Mise en œuvre d’orientations stratégiques : consultation ponctuelle obligatoire
Par Sarah Martin d’Escrienne
Le Code du travail prévoit que, sur certaines questions, le comité social et économique (CSE) doit être consulté de manière récurrente, c'est-à-dire périodique. L'employeur doit notamment, à défaut d'accord, consulter le CSE une fois par an sur l'orientation stratégique de l'entreprise (art. L.2312-24 du Code du travail). En revanche, sur d'autres questions, notamment chaque fois que l'organisation, la gestion ou la marche générale de l'entreprise sont concernées, le CSE doit être consulté de manière ponctuelle (art. L.2312-8 du Code du travail). Cette distinction entre consultation récurrente et consultation ponctuelle est importante : selon le type de décision, l'obligation de consultation applicable diffère et avec elle les possibilités de recours du CSE.
En outre, tout manquement de l'employeur à ses obligations d'information/consultation caractérise un délit d'entrave au fonctionnement du comité social et économique. Dans l'urgence, le CSE peut alors agir en référé via la procédure prévue aux articles 834 et 835 du Code de procédure civile. Il importe donc de pouvoir identifier les sujets intéressant l'organisation de l'entreprise, sur lesquels il doit être ponctuellement consulté. Une ordonnance de référé rendue par le tribunal judiciaire d'Argentan le 16 mars 2023 éclaire des éléments qui distinguent les orientations stratégiques de leur mise en œuvre. Le juge précise la définition d'une réorganisation de la production, laquelle nécessite une consultation ponctuelle du CSE. (TJ d'Argentan, 16 mars 2023, n°RG23/00004)

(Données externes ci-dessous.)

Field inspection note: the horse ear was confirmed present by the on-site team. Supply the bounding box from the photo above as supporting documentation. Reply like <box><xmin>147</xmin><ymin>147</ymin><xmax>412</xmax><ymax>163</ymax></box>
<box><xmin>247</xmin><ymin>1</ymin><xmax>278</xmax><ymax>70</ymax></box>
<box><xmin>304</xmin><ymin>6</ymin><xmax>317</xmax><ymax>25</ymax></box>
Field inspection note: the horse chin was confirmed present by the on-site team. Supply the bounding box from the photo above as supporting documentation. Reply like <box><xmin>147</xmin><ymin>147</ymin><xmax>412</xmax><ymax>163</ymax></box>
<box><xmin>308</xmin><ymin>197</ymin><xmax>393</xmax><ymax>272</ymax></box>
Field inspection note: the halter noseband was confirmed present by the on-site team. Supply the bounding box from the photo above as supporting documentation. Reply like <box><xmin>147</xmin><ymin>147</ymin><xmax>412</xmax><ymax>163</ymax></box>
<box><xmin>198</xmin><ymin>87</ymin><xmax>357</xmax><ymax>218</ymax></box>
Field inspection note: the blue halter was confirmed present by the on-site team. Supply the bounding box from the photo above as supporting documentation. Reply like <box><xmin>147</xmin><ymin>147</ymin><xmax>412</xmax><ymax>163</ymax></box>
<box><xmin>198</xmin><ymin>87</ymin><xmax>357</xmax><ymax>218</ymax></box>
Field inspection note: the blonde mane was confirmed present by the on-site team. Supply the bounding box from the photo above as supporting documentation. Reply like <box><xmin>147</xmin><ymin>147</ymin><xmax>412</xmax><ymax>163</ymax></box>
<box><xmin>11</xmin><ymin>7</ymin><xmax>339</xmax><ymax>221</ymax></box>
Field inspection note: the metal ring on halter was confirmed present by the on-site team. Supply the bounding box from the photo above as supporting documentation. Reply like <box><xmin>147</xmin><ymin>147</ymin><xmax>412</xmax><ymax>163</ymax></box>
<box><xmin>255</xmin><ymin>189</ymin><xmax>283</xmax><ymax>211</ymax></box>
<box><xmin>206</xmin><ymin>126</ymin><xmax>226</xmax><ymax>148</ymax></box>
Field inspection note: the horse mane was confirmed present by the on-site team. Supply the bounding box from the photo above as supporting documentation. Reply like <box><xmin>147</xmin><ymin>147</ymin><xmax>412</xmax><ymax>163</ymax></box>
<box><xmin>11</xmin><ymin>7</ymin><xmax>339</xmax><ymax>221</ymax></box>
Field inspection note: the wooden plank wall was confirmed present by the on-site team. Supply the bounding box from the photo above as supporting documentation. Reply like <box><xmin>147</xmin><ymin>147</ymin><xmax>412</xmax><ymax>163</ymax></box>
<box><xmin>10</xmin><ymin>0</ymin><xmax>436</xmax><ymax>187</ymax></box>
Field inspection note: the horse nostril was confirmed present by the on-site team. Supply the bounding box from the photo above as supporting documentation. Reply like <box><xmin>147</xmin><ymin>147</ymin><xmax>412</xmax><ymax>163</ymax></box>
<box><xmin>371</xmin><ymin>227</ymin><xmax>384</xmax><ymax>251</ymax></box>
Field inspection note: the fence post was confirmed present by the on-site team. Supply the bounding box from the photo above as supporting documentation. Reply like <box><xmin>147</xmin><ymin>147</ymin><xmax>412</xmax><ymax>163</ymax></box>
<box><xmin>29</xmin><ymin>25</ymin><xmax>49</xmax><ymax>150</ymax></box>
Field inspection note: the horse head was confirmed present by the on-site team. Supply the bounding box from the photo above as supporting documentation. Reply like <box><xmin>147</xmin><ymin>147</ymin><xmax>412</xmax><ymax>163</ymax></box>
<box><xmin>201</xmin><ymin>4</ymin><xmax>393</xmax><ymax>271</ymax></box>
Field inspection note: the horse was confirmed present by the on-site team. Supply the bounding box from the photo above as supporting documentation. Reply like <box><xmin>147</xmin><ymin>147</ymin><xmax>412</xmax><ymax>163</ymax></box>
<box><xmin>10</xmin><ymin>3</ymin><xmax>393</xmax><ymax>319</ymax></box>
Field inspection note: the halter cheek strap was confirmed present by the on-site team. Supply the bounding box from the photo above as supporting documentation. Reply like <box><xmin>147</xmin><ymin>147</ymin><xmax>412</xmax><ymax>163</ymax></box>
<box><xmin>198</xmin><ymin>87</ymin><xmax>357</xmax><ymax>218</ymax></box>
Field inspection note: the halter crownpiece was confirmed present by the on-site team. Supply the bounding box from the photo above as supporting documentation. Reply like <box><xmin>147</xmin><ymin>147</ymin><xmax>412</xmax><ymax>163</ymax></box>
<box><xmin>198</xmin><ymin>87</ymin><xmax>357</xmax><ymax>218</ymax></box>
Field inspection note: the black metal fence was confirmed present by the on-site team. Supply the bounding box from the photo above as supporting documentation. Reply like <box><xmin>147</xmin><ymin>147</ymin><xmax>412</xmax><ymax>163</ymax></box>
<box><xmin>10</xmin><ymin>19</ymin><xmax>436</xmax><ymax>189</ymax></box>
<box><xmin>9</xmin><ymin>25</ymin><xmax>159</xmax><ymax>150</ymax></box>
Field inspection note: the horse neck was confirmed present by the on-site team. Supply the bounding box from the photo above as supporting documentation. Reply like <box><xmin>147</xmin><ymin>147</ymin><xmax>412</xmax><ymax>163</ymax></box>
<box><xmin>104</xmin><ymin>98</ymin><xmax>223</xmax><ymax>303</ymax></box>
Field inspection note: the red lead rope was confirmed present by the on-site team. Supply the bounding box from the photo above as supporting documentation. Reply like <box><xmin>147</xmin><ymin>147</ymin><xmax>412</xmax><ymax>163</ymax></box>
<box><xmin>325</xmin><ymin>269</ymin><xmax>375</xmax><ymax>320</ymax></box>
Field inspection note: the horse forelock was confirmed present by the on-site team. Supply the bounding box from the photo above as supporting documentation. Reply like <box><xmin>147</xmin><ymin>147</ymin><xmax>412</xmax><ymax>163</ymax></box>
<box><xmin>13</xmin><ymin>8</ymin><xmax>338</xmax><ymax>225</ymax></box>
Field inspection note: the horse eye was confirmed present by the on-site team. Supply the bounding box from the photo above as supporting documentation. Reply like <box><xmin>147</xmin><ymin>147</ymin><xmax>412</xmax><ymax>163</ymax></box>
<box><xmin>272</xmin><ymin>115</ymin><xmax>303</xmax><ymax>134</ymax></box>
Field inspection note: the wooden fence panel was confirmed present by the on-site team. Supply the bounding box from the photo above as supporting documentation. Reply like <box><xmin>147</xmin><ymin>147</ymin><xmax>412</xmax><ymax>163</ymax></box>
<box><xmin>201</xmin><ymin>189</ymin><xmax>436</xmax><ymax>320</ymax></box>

Au-delà des orientations stratégiques, des réorganisations de la production
Dans cette affaire le CSE de Marelli Argentan, filiale française d'une société fabricant des composants automobiles, constate plusieurs changements dans l'organisation de l'entreprise, sans avoir été consulté au préalable. Il craint alors une délocalisation de la production de son site. Le comité demande donc la mise en œuvre d'une procédure d'information/consultation sur les décisions intéressant la marche générale de l'entreprise, sur le fondement de l'article L.2312-8 du Code du travail. L'employeur refuse. Les salariés se mettent en grève et assignent leur employeur en référé devant le tribunal judiciaire pour entrave au fonctionnement du CSE. Pour l'employeur, il n'y a pas lieu à référer : il n'est pas tenu de consulter le CSE car les décisions concernées seraient des orientations stratégiques globales sans incidence directe sur le site d'Argentan. Le tribunal rejette la version patronale et note que l'employeur s'est même doublement rendu coupable d'un délit d'entrave.
Changements opérationnels : consultation ponctuelle
En effet, parmi les changements qu'a connus l'entreprise il y en a deux majeurs : le passage d'un site unique à une production multi-sites et le recours à un sous-traitant pour une production jusqu'alors réalisée en interne. Certes, dans leurs principes ces mesures sont des orientations stratégiques liées à une réflexion globale de l'activité. Elles n'affectent, en outre, pas les volumes de la production. Pour autant, elles ont donné lieu à des modifications, notamment logistiques, dans l'organisation du site d'Argentan. De plus, le contrat d'externalisation était déjà élaboré de manière précise entre l'employeur et le sous-traitant. Ces mesures ont donc une dimension opérationnelle relevant de la marche générale l'entreprise et doivent ainsi être comprises comme des réorganisations de la production. Par conséquent, elles auraient dû faire l'objet d'une consultation ponctuelle du CSE. Si, pour les orientations stratégiques en elle-même, il n'existe pas d'obligation de consultation ponctuelle, l'employeur doit obligatoirement consulter le CSE de manière ponctuelle lorsque ces orientations stratégiques se traduisent par des réorganisations concrètes de la production.